Con le sue 64 candeline spente oggi, Carlo Verdone è uno dei registi italiani più apprezzati da chi ama il cinema. I suoi personaggi – da Sergio Benvenuti di Borotalco ad Armando Feroci di Gallo Cedrone, passando per Mimmo, Furio e Pasquale Ametrano di Bianco, Rosso e Verdone – sono ormai entrati nell’immaginario collettivo degli italiani.

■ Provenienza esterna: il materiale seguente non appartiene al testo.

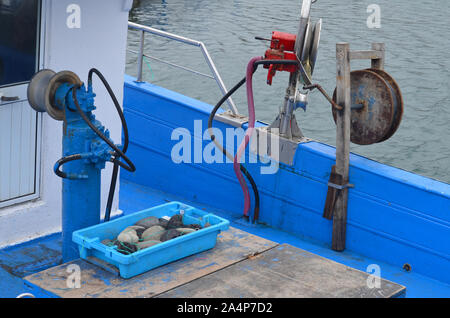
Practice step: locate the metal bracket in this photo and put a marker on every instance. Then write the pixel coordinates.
(340, 187)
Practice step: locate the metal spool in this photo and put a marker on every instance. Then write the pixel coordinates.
(42, 88)
(377, 106)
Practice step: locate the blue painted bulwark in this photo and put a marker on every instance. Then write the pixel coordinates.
(393, 215)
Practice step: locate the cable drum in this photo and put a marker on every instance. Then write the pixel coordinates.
(377, 106)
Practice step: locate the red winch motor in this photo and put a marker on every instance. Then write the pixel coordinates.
(281, 48)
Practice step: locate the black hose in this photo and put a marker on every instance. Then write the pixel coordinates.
(116, 162)
(117, 152)
(216, 108)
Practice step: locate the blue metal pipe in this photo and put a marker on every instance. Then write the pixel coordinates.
(82, 182)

Il cargo battente bandiera liberiana (da Borotalco, 1982)

 

«Burt Lancaster? ‘n alcolizzato totale» (da Borotalco, 1982)

 

«Senti sto prosciutto, è ‘no zucchero!» (da Borotalco, 1982)

 

«Ma che, sei Fabris?» (da Compagni di Scuola, 1988)

 

«Maestro che cosa vuoi che faccia per te? E lui rispose: love, love, love» (da Un sacco bello, 1980)

 

«Ma, signori, sto fiume: ce serve o non ce serve?» (da Gallo Cedrone, 1998 – una scena quantomai profetica, purtroppo)

 

«Se t’uscisse fuori un maschio mi piacerebbe chiamarlo… o Alan… o Kevin. Meglio Kevin» (da Viaggi di nozze, 1995)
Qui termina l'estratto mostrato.